Current data suggest that Alzheimer disease (AD) is more common in women than in men, even when the longer average lifespan of women is taken into account, because AD is primarily an age-related condition. [76] In earlier studies, estrogen therapy appeared to reduce the relative risk of AD or to delay its onset. [77, 78] Estrogen therapy has not been shown to improve cognitive function in patients with AD; it cannot reverse previous cognitive decline and therefore has no role as a sole treatment modality in AD. WHI data support this view.

The menopausal transition (MT) is frequently a time of depressive symptoms arising from direct hormonal effects and changes in life circumstances and occurring secondary to effects such as estrogen-related sleep disturbance and vasomotor symptoms. However, major depression is associated with the female sex at all ages. Objective demonstration of a cluster of cases around menopause has been difficult, though there is some anecdotal evidence for such clustering.

Regardless of whether the criteria for a definitive diagnosis of major depression are met, depressive symptoms should always be considered in the context of level of functioning; any functional impairment warrants consideration of intervention.

In all but a very few cases, symptoms caused by menopause may not be distinguishable from symptoms caused by primary depression. Treatment of depressive symptoms with estrogen in perimenopause, the postpartum period, [79] and premenstrual syndrome is common, with observed resultant improvement in functioning and mood, both subjective and objective, in many clinical instances.

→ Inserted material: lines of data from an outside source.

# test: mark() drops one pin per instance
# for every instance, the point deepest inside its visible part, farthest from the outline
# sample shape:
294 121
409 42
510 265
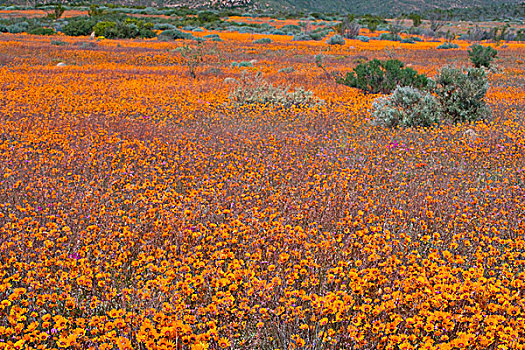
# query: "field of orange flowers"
141 209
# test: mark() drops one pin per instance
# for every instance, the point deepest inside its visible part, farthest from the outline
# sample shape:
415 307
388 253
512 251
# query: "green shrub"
212 37
461 94
482 56
175 34
383 76
42 31
129 29
263 41
242 64
79 27
390 37
457 97
406 106
18 28
58 43
256 90
408 41
301 37
447 46
336 40
101 28
287 70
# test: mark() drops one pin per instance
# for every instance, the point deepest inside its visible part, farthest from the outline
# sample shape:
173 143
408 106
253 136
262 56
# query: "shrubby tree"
461 94
456 96
482 56
407 106
377 76
79 27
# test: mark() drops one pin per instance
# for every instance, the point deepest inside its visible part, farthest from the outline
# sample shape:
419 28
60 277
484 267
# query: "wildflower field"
143 208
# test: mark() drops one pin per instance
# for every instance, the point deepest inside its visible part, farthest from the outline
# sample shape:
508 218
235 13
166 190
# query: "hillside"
385 6
381 7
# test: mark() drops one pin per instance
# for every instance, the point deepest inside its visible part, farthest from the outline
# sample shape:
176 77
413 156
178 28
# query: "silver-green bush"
336 40
461 94
256 90
407 106
456 96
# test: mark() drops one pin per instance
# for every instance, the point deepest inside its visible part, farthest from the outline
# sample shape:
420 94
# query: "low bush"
406 106
287 70
42 31
163 26
18 28
242 64
79 27
212 37
457 96
301 37
128 29
256 90
447 46
389 37
482 56
461 94
263 41
175 34
377 76
336 40
58 43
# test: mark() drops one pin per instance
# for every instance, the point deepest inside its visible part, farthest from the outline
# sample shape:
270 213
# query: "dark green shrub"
336 40
79 27
457 97
461 94
175 34
58 43
416 19
208 16
212 37
58 11
256 90
447 46
129 29
19 27
407 106
42 31
383 76
390 37
95 11
482 56
263 41
101 28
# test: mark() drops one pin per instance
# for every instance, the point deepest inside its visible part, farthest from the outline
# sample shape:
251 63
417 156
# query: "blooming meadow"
141 208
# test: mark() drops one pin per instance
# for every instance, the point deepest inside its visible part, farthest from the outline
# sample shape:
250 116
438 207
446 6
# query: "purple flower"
74 256
393 144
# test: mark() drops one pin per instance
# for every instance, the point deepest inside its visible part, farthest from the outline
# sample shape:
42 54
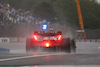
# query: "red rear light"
47 44
35 37
59 37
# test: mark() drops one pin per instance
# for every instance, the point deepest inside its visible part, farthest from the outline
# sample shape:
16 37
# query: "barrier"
4 51
87 40
4 40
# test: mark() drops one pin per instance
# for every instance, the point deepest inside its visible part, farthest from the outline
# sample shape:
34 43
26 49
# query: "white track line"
16 58
64 66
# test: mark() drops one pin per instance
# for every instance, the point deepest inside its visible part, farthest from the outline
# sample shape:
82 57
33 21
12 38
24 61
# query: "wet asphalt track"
86 54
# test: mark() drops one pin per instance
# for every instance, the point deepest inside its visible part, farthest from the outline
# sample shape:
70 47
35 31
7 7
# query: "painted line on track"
24 57
98 47
64 66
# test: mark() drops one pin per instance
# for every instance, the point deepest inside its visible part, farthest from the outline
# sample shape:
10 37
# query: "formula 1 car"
50 39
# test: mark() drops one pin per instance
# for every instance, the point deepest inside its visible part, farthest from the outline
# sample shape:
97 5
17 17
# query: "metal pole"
80 17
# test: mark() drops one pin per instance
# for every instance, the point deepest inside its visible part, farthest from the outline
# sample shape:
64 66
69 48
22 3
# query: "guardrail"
4 51
87 40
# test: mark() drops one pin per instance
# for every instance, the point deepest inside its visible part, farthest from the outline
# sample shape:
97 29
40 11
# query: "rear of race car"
48 40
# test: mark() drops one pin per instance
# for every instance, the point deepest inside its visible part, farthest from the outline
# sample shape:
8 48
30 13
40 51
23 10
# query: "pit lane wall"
13 44
23 40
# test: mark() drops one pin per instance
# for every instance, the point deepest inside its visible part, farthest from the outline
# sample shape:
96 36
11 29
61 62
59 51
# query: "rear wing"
43 33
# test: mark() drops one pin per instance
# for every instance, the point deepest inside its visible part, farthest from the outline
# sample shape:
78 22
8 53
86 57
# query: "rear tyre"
66 47
29 43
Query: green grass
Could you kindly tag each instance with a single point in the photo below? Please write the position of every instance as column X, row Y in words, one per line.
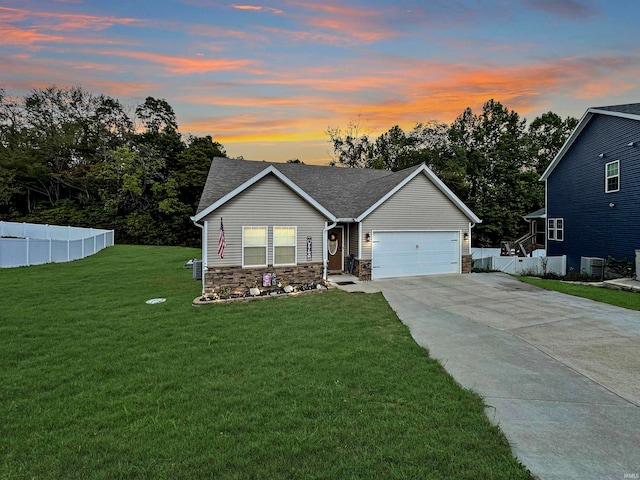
column 620, row 298
column 94, row 383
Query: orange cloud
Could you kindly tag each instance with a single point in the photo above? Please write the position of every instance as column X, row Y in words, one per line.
column 256, row 8
column 401, row 96
column 16, row 36
column 364, row 25
column 63, row 21
column 184, row 65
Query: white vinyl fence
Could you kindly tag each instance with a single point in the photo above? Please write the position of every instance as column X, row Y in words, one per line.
column 484, row 252
column 524, row 265
column 23, row 244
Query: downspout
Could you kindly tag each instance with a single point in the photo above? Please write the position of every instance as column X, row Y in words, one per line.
column 204, row 243
column 325, row 256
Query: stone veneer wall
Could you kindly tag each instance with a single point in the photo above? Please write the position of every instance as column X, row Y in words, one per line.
column 362, row 268
column 237, row 278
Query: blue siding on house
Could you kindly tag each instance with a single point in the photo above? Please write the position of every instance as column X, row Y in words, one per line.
column 576, row 193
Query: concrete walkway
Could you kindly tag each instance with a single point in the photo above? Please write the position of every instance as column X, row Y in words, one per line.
column 559, row 374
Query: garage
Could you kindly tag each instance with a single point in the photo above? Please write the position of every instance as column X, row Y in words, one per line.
column 402, row 253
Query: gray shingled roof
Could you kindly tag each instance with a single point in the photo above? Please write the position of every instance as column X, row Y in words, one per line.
column 345, row 192
column 630, row 108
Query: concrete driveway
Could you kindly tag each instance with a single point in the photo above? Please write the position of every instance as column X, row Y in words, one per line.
column 559, row 374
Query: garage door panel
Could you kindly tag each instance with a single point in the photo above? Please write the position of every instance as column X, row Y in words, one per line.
column 397, row 254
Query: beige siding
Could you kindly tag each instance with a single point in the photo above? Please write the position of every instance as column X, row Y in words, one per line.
column 268, row 203
column 419, row 205
column 353, row 239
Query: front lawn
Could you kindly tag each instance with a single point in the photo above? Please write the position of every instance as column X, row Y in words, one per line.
column 95, row 383
column 620, row 298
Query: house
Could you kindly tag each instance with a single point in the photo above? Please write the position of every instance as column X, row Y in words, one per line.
column 593, row 189
column 300, row 222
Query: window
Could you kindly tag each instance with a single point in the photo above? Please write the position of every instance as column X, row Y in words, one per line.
column 555, row 229
column 612, row 177
column 284, row 245
column 254, row 246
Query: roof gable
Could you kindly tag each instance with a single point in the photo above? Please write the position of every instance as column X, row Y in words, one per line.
column 423, row 169
column 338, row 193
column 630, row 111
column 270, row 170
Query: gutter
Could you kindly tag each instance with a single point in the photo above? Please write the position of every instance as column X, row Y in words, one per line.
column 325, row 256
column 204, row 244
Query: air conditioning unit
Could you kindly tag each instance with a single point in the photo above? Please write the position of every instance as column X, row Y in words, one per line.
column 592, row 266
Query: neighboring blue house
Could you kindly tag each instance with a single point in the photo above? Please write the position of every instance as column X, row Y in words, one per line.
column 593, row 188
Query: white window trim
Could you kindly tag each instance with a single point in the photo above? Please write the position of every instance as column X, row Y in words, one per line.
column 607, row 177
column 266, row 245
column 553, row 229
column 294, row 245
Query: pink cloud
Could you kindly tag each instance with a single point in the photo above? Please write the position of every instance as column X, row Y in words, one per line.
column 63, row 21
column 256, row 8
column 186, row 65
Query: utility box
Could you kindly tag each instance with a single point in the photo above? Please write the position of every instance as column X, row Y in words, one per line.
column 197, row 269
column 592, row 266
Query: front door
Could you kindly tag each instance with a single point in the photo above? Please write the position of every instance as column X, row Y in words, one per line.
column 334, row 247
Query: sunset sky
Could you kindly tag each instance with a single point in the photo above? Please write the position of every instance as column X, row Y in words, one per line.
column 267, row 79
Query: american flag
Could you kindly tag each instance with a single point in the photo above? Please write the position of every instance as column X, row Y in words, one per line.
column 221, row 242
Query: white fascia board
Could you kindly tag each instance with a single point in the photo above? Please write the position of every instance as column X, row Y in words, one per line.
column 630, row 116
column 283, row 178
column 438, row 183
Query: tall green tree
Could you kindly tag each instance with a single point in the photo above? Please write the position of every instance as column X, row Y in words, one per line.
column 547, row 134
column 351, row 146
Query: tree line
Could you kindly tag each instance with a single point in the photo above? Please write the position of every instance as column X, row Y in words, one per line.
column 70, row 157
column 491, row 160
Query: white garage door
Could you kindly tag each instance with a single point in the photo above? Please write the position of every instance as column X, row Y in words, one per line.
column 401, row 254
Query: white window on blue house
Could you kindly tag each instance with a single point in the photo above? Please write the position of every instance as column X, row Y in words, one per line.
column 555, row 229
column 612, row 176
column 254, row 246
column 284, row 245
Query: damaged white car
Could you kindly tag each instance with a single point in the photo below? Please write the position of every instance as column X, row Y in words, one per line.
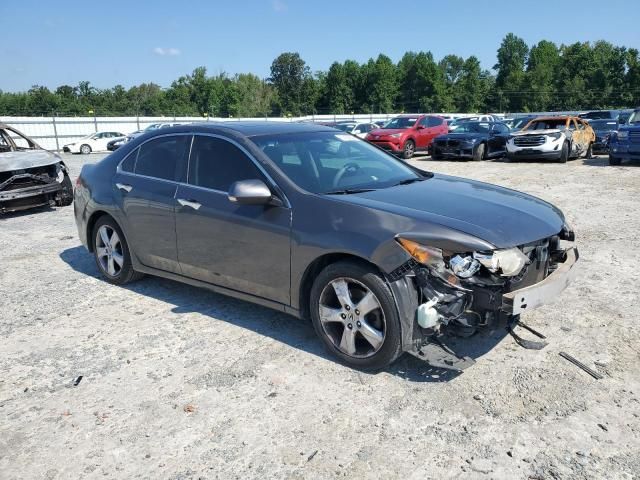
column 29, row 175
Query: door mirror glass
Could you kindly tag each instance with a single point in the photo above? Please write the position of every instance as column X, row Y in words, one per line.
column 249, row 192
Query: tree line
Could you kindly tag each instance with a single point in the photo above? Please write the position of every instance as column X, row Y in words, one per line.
column 543, row 77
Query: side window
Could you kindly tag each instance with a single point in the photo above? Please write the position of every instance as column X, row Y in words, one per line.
column 164, row 157
column 216, row 163
column 129, row 162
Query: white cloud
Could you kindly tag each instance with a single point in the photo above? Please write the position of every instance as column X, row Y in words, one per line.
column 166, row 51
column 279, row 6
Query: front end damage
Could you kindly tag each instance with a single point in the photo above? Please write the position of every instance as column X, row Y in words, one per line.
column 25, row 188
column 458, row 295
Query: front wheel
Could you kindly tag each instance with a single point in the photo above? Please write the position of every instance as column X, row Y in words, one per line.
column 409, row 149
column 564, row 153
column 355, row 316
column 478, row 153
column 111, row 252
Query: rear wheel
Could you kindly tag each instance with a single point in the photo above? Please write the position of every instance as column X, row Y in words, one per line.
column 409, row 149
column 564, row 153
column 111, row 252
column 478, row 153
column 355, row 316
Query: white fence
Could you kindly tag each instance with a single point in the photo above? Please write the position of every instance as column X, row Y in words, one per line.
column 53, row 133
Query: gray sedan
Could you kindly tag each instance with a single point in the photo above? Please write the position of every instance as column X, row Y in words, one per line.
column 383, row 258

Clinical depression, however, warrants treatment with antidepressants, with estrogen showing benefit as adjuvant therapy in this scenario. Short-term use of estrogen during times of estrogen fluctuation seems to be of some benefit. [80]

The microcellular effects of estrogen in the central nervous system (CNS) have yet to be clearly outlined, but further research may reveal intricate processes by which estrogen exerts a direct effect on CNS function. One of these processes may turn out to be a reduction in free radical damage by estrogen therapy.